It's not entirely clear to me what transactions in database systems do. I know they can be used to rollback a list of updates completely (e.g. deduct money on one account and add it to another), but is that all they do? Specifically, can they be used to prevent race conditions? For example:
// Java/JPA example
em.getTransaction().begin();
User u = em.find(User.class, 123);
u.credits += 10;
em.persist(u); // Note added in 2016: this line is actually not needed
em.getTransaction().commit();
(I know this could probably be written as a single update query, but that's not alway the case)
Is this code protected against race conditions?
I'm mostly interested in MySQL5 + InnoDB, but general answers are welcome too.
TL/DR: Transactions do not inherently prevent all race conditions.
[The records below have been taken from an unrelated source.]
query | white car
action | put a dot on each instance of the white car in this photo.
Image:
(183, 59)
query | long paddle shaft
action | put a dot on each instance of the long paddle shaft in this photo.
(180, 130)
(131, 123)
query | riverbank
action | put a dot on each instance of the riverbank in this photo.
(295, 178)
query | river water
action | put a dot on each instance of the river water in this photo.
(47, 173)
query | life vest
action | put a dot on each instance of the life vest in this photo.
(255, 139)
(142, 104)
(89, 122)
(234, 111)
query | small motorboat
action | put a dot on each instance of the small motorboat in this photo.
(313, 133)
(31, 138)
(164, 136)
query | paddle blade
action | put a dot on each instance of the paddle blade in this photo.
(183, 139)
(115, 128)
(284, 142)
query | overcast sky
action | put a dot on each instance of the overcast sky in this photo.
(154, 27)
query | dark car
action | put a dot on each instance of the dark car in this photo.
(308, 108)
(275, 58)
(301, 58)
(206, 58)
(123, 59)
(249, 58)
You still need locking, abort-and-retry handling, or other protective measures in all real-world database implementations. Transactions are not a secret sauce you can add to your queries to make them safe from all concurrency effects.
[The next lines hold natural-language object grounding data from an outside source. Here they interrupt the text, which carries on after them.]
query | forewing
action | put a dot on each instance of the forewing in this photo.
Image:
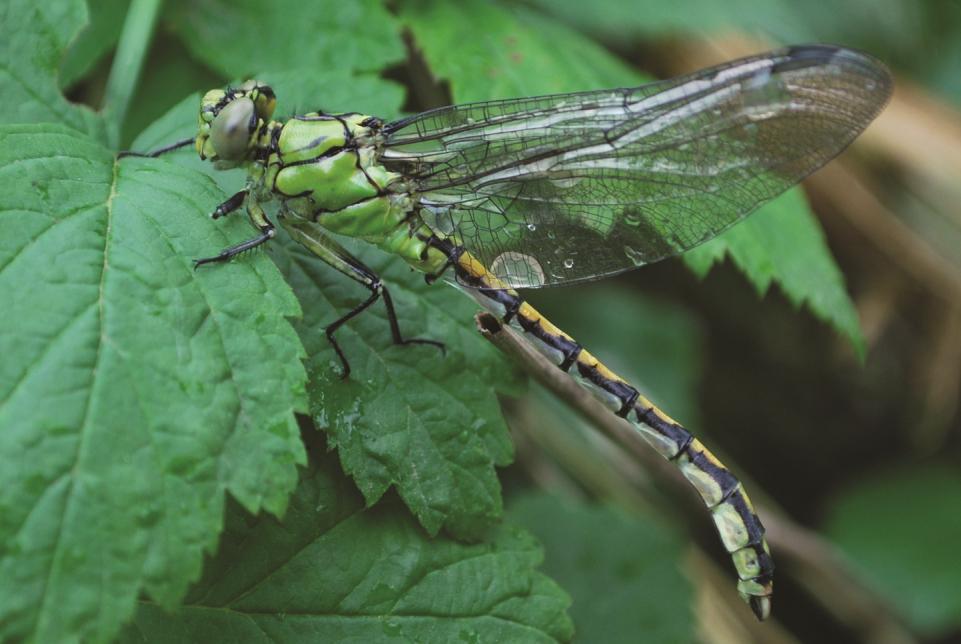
(572, 187)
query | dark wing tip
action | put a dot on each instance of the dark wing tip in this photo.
(877, 77)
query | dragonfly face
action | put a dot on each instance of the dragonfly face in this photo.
(231, 121)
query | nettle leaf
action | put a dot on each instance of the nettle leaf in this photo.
(134, 391)
(785, 244)
(901, 529)
(335, 571)
(486, 51)
(33, 37)
(408, 416)
(239, 38)
(622, 572)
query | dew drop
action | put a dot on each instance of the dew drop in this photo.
(518, 270)
(636, 256)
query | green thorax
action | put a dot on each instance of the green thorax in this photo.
(325, 170)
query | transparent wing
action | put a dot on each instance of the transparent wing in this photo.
(572, 187)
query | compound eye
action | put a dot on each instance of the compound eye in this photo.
(230, 131)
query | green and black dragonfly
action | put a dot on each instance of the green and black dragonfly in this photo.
(553, 190)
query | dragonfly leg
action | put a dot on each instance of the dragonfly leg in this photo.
(229, 205)
(340, 258)
(266, 234)
(259, 220)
What you're getting at with your question is the I in ACID - isolation. The academically pure idea is that transactions should provide perfect isolation, so that the result is the same as if every transaction executed serially. In reality that's rarely the case in real RDBMS implementations; capabilities vary by implementation, and the rules can be weakened by use of a weaker isolation level like READ COMMITTED
. In practice you cannot assume that transactions prevent all race conditions, even at SERIALIZABLE
isolation.
Some RDBMSs have stronger abilities than others. For example, PostgreSQL 9.2 and newer have quite good SERIALIZABLE
isolation that detects most (but not all) possible interactions between transactions and aborts all but one of the conflicting transactions. So it can run transactions in parallel quite safely.
Few, if any3, systems have truly perfect SERIALIZABLE
isolation that prevents all possible races and anomalies, including issues like lock escalation and lock ordering deadlocks.
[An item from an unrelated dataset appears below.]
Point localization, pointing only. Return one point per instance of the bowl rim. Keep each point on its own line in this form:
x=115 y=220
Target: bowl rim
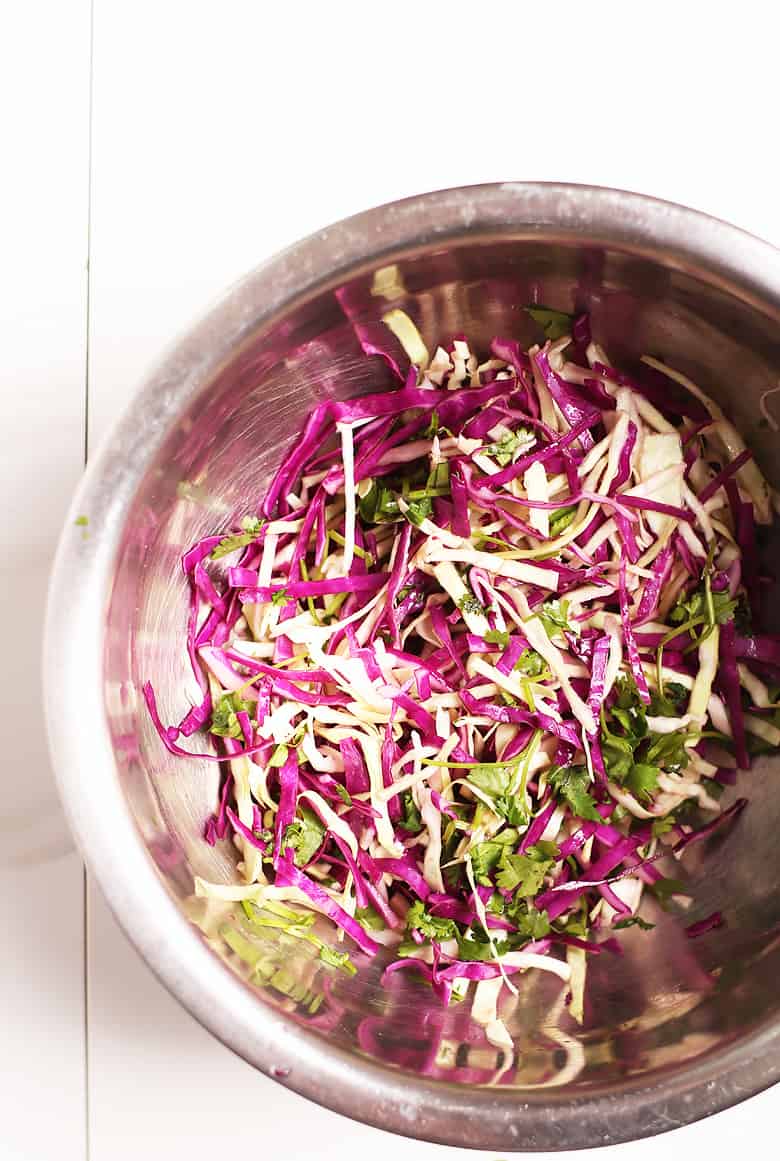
x=73 y=665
Even with strong isolation some systems (like PostgreSQL) will abort conflicting transactions, rather than making them wait and running them serially. Your app must remember what it was doing and re-try the transaction. So while the transaction has prevented concurrency-related anomalies from being stored to the DB, it's done so in a manner that is not transparent to the application.
Arguably the primary purpose of a database transaction is that it provides for atomic commit. The changes do not take effect until you commit the transaction. When you commit, the changes all take effect at the same instant as far as other transactions are concerned. No transaction can ever see just some of the changes a transaction makes1,2. Similarly, if you ROLLBACK
, then none of the transaction's changes ever get seen by any other transaction; it's as if your transaction never existed.
That's the A in ACID.
Another is durability - the D in ACID. It specifies that when you commit a transaction it must truly be saved to storage that will survive a fault like power loss or a sudden reboot.
See wikipedia
Rather than using locking and/or high isolation levels, it's common for ORMs like Hibernate, EclipseLink, etc to use optimistic concurrency control (often called "optimistic locking") to overcome the limitations of weaker isolation levels while preserving performance.
A key feature of this approach is that it lets you span work across multiple transactions, which is a big plus with systems that have high user counts and may have long delays between interactions with any given user.
In addition to the in-text links, see the PostgreSQL documentation chapter on locking, isolation and concurrency. Even if you're using a different RDBMS you'll learn a lot from the concepts it explains.
1I'm ignoring the rarely implemented READ UNCOMMITTED
isolation level here for simplicity; it permits dirty reads.
2As @meriton points out, the corollary isn't necessarily true. Phantom reads occur in anything below SERIALIZABLE
. One part of an in-progress transaction doesn't see some changes (by a not-yet-committed transaction), then the next part of the in-progress transaction does see the changes when the other transaction commits.
3 Well, IIRC SQLite2 does by virtue of locking the whole database when a write is attempted, but that's not what I'd call an ideal solution to concurrency issues.